Djawed L.

Djawed L.23 mars 2019

C’est le talent qui compte.

Pas besoin de club de foot, j’ai ma cité

Jouer au foot avec les règles de la « street », c'est ce que Djawed préfère ! Pour lui, les talents sont dans les rues de sa cité plus que sur les terrains des clubs de foot où se rendent les recruteurs.

Par Djawed L.23 mars 2019

Pratiquement tous les week-ends, le terrain rouge de la cité des Étangs à Aulnay, là où je vis, est noir de monde. Avec tous les mecs du quartier, on se retrouve vers 14h30 pour se confronter au foot, entre nous.

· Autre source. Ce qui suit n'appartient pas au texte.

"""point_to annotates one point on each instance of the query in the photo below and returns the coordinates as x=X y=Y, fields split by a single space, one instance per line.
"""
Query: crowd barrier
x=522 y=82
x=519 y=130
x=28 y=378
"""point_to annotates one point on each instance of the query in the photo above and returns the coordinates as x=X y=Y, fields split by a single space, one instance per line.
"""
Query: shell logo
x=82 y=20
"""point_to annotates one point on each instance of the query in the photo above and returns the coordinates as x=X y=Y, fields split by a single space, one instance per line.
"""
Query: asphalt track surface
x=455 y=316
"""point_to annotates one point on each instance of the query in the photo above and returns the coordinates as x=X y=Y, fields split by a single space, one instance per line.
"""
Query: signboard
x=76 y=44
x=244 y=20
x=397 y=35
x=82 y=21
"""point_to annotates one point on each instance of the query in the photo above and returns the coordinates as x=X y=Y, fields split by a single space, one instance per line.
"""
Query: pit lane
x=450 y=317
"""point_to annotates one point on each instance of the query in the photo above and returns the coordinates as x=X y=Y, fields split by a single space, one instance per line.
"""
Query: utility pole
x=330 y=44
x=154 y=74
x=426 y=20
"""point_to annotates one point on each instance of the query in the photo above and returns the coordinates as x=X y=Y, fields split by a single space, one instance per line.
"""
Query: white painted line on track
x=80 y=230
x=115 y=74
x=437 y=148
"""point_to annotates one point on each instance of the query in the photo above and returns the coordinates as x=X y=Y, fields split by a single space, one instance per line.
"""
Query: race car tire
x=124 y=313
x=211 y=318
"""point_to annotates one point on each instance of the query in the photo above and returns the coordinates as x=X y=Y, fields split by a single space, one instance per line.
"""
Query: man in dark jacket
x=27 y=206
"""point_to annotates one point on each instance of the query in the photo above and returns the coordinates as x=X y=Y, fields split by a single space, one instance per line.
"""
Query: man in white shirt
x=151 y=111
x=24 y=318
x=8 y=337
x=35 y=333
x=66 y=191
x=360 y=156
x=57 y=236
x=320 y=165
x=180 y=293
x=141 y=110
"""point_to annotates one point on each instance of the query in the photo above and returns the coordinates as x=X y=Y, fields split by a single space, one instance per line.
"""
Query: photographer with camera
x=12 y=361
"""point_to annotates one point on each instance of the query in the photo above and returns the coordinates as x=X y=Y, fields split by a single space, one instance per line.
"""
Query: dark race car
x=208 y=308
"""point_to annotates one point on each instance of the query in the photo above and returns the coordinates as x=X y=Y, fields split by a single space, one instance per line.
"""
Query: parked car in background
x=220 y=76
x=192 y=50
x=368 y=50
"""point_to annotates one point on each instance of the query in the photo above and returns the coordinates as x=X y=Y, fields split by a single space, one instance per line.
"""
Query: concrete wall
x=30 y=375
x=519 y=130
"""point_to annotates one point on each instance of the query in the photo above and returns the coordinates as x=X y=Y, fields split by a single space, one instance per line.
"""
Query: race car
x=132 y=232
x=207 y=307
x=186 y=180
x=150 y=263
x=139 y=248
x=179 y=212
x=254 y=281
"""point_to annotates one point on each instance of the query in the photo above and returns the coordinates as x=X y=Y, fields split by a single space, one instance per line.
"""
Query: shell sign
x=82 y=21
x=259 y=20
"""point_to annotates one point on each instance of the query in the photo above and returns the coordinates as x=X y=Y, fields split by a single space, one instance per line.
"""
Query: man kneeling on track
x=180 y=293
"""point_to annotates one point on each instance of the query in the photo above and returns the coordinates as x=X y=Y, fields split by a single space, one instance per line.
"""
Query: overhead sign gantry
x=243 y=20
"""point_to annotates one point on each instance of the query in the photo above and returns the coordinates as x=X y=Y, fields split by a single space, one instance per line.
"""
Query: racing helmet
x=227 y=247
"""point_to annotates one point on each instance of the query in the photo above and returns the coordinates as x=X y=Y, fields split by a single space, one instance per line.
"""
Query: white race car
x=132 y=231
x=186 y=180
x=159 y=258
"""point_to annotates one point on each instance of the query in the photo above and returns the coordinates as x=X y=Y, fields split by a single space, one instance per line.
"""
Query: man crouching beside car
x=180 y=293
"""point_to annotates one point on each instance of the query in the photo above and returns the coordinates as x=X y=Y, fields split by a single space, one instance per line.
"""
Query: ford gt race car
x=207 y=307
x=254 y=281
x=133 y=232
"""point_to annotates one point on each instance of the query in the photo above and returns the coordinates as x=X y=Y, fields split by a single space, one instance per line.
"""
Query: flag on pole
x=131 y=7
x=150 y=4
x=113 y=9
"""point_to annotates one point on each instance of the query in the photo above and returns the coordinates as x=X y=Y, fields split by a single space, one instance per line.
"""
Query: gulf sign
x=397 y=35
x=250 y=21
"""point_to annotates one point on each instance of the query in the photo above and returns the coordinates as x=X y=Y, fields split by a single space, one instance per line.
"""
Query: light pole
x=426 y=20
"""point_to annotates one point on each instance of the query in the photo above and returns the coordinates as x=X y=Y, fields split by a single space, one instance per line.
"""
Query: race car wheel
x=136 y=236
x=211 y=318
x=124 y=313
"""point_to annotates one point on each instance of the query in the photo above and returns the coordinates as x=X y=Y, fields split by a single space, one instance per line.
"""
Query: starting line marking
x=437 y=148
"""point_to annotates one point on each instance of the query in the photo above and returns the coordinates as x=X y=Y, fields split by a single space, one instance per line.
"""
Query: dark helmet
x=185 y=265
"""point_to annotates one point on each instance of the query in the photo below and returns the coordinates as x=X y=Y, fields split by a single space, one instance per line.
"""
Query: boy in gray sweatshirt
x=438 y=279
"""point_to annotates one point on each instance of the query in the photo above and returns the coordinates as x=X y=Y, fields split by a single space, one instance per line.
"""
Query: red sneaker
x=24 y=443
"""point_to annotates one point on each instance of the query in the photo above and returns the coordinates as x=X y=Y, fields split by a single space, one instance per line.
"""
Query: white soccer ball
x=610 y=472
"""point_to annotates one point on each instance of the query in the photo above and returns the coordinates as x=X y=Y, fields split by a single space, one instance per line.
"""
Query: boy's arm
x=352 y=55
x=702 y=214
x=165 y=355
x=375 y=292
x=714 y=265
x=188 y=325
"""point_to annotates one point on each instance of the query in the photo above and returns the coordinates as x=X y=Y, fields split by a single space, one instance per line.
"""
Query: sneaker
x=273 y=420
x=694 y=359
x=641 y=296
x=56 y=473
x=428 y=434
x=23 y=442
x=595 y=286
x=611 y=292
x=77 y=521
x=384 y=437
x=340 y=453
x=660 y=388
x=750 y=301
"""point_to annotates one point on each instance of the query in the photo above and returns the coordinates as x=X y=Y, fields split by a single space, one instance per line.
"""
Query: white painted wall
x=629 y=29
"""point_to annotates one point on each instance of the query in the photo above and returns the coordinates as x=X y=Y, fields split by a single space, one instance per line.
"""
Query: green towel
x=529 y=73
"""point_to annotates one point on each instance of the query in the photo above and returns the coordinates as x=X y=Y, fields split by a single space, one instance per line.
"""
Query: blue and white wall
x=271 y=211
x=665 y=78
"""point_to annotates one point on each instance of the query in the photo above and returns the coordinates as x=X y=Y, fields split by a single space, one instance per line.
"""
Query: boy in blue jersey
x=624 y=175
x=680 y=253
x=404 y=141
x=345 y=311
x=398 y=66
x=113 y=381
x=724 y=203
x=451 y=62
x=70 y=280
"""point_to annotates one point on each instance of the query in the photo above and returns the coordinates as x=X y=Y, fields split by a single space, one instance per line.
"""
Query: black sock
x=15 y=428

On fait les équipes à l’ancienne, par « choux-fleur » : deux personnes avancent face à face, un pied l’un devant l’autre et le premier qui marche sur le pied de l’autre a le droit de choisir les joueurs qu’il veut dans son équipe. Moi, j’suis toujours choisi dans les premiers. Après, quand les équipes sont faites, chacune prend son camp et là, le match se déroule comme dans un vrai match de cité.

J’ai débarqué aux Étangs à 7 ans et j’ai direct commencé à jouer. Le football dans la cité, c’est très particulier. Quand t’es petit, tu vas sur l’autre terrain, là où les grands jouent pas. Entre nous, on faisait quelques matchs ou quelques « qualifs ». Ça veut dire qu’on était tous les uns contre les autres, avec un seul goal dans les cages et c’était chacun pour sa peau : le premier qui marquait se qualifiait pour le deuxième tour et le dernier était éliminé. Ça, c’était juste pour progresser en individuel. C’était surtout pour savoir défendre et attaquer. En gros, être polyvalent.

Après, quand t’as 13 ans, tu commences à avoir un bon gabarit et un bon mental, tu peux passer sur le terrain des grands. La première fois que j’ai joué avec eux, j’étais surpris parce qu’il y avait un bon niveau mais en quelques matchs, j’ai trouvé ma place et je suis même devenu un des meilleurs. Chaque week-end, quand on joue, presque tous les grands viennent nous voir. Mais y a jamais de meufs. Elles restent en bas du terrain qui est en hauteur. Pendant les matchs, c’est bien, il y a de la joie de vivre. Moi, je prends beaucoup de plaisir à montrer aux grands ce que je sais faire. Des fois, c’est éblouissant ! Il n’y a pas de hors-jeu donc c’est plus facile de marquer, et c’est plus street.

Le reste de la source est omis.